Dopo la rivolta in prigione

Al Beccaria fino a ieri sera c’è ancora tensione. I ragazzi dopo la violenta protesta intrapresa nella serata di domenica temono di essere trasferiti. «Sono agitati, sbattono sulle sbarre, chiamano gli assistenti in continuazione per bisogni anche improbabili, sono provocatori a livello verbale» racconta il cappellano dell’istituto di pena, don Claudio Burgio. Una situazione «esplosiva». «Alcuni mi hanno detto “hai visto che siamo rimasti e abbiamo aiutato a mettere a posto?” – aggiunge il sacerdote – per far capire che non assecondano queste “cavolate”. E il loro giudizio su chi è andato via è impietoso: li considerano bambini, immaturi».

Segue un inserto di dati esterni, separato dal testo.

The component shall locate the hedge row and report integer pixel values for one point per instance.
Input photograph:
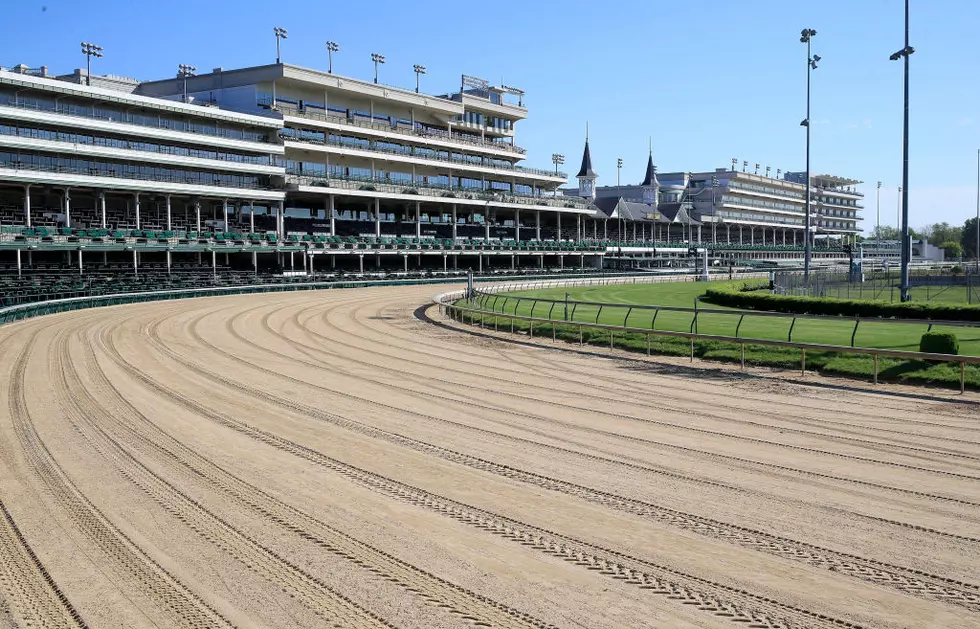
(759, 300)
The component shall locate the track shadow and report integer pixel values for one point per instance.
(701, 371)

Cattivi ragazzi, facinorosi, come i loro coetanei che nel pomeriggio del giorno di Natale, approfittando del personale ridotto all’osso e con la scusa di giocare a pallone sono andati in cortile, hanno scalato l’impalcatura del cantiere, scavalcato il muraglione e sono scappati. Pensavano di farla franca. Ma non sono andati lontano. Stavano dentro, in attesa di giudizio, per reati contro il patrimonio: furti, rapine, estorsioni, compiuti perlopiù in gruppo.

«Cominciano a 14-15 anni quasi sempre rubando al supermercato, per provare un brivido, infrangere le regole, provengono da contesti sociali e familiari poveri dal punto di vista economico, educativo e relazionale» spiega Giovanni Fulvi, presidente del Coordinamento nazionale comunità di tipo familiare per minorenni, che riunisce oltre 300 realtà del settore. «Questi ragazzi vanno intercettati prima che commettano reati più gravi e finiscano in carcere – dice Fulvi –, ma purtroppo non c’è nulla che possa aiutarli perché la scuola non li toglie dalla strada e nelle famiglie, quando ci rimangono, è spesso il padre o un fratello a svolgere attività illecite in cui vengono coinvolti. Poi mancano i servizi nei quartieri: in Italia non si investe più per le nuove generazioni».